La liberté académique est menacée non seulement en Afghanistan, mais aussi dans d’autres zones de conflit à travers le monde. C’est là que le programme Scholars At Risk joue un rôle essentiel en aidant les universitaires à poursuivre leur carrière dans d’autres universités.
«Il est essentiel de soutenir des programmes tels que Scholars At Risk. La protection et l’aide qu’ils offrent aux universitaires sont inestimables. En Afghanistan et dans le monde entier, de nombreux universitaires ont encore besoin d’aide et de protection. J’encourage toutes les personnes qui sont en mesure de contribuer à apporter leur aide et leur soutien. Leurs contributions peuvent faire une grande différence dans la vie de ces universitaires et contribuer à la préservation de la liberté académique et de l’échange d’idées», déclare Massume Zaki en soutenant sans équivoque un programme qui lui a donné de l’espoir dans des moments difficiles.
Il est essentiel de soutenir des programmes tels que Scholars At Risk. La protection et l’aide qu’ils offrent aux universitaires sont inestimables. J’encourage toutes les personnes qui sont en mesure de contribuer à apporter leur aide et leur soutien.

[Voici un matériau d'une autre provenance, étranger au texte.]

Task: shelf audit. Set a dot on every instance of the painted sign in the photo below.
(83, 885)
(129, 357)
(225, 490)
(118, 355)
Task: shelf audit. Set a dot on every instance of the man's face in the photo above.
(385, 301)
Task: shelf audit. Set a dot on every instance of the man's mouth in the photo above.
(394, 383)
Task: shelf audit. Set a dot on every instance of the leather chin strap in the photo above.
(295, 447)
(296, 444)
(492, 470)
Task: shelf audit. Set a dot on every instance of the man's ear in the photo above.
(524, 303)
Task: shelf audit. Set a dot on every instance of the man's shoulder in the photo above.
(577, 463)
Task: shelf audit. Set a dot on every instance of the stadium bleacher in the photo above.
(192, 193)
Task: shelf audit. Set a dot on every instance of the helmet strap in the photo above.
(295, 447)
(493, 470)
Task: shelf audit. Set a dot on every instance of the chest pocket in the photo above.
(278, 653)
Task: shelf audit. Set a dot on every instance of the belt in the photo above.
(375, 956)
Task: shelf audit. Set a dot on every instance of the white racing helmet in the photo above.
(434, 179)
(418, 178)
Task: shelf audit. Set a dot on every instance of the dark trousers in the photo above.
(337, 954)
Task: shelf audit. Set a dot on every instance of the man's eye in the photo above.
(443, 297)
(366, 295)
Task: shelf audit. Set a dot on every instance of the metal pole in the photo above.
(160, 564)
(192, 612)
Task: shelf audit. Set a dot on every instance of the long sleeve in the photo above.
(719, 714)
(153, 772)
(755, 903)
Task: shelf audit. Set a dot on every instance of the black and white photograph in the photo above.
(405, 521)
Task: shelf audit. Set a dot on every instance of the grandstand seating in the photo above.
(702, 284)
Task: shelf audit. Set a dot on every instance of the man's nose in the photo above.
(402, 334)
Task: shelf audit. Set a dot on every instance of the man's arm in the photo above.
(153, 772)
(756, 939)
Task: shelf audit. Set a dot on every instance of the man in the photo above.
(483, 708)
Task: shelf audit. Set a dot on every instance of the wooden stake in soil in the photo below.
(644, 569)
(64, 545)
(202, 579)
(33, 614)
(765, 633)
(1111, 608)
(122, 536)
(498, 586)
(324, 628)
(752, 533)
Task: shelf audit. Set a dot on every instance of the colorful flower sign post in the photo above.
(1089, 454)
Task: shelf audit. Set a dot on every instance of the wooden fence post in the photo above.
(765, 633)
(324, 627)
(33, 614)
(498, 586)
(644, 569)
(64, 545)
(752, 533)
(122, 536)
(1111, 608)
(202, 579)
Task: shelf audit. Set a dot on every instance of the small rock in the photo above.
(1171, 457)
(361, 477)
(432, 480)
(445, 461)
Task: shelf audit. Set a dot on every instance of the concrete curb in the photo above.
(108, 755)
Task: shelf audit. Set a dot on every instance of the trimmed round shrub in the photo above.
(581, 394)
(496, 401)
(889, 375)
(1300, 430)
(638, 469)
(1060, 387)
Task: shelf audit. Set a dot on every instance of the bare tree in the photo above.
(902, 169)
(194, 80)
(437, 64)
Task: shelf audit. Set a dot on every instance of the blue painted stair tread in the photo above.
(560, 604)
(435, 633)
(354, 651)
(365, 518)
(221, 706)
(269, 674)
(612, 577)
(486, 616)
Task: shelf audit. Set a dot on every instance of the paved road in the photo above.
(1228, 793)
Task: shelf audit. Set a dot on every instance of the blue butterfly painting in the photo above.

Afin de réunir sa famille, Massume Zaki a déménagé à Stockholm avec ses deux enfants où elle a trouvé un poste de chercheuse à l’Université de Göteborg. Néanmoins, son souhait de retourner dans son pays natal est palpable lorsqu’elle conclut la conversation: «Même si Kaboul n’a pas la beauté et les commodités de Lausanne et de Stockholm, elle revêt pour moi une signification unique. C’est la ville où j’ai vécu, travaillé et où j’ai vu mon peuple lutter pour l’éducation et un meilleur avenir pour la société. Je souhaite vraiment qu’un jour, l’Afghanistan redevienne un pays sûr où les rêves peuvent à nouveau devenir réalité. De cette façon, toutes les personnes qui, comme moi, ont dû partir pourront un jour, je l’espère, revenir.»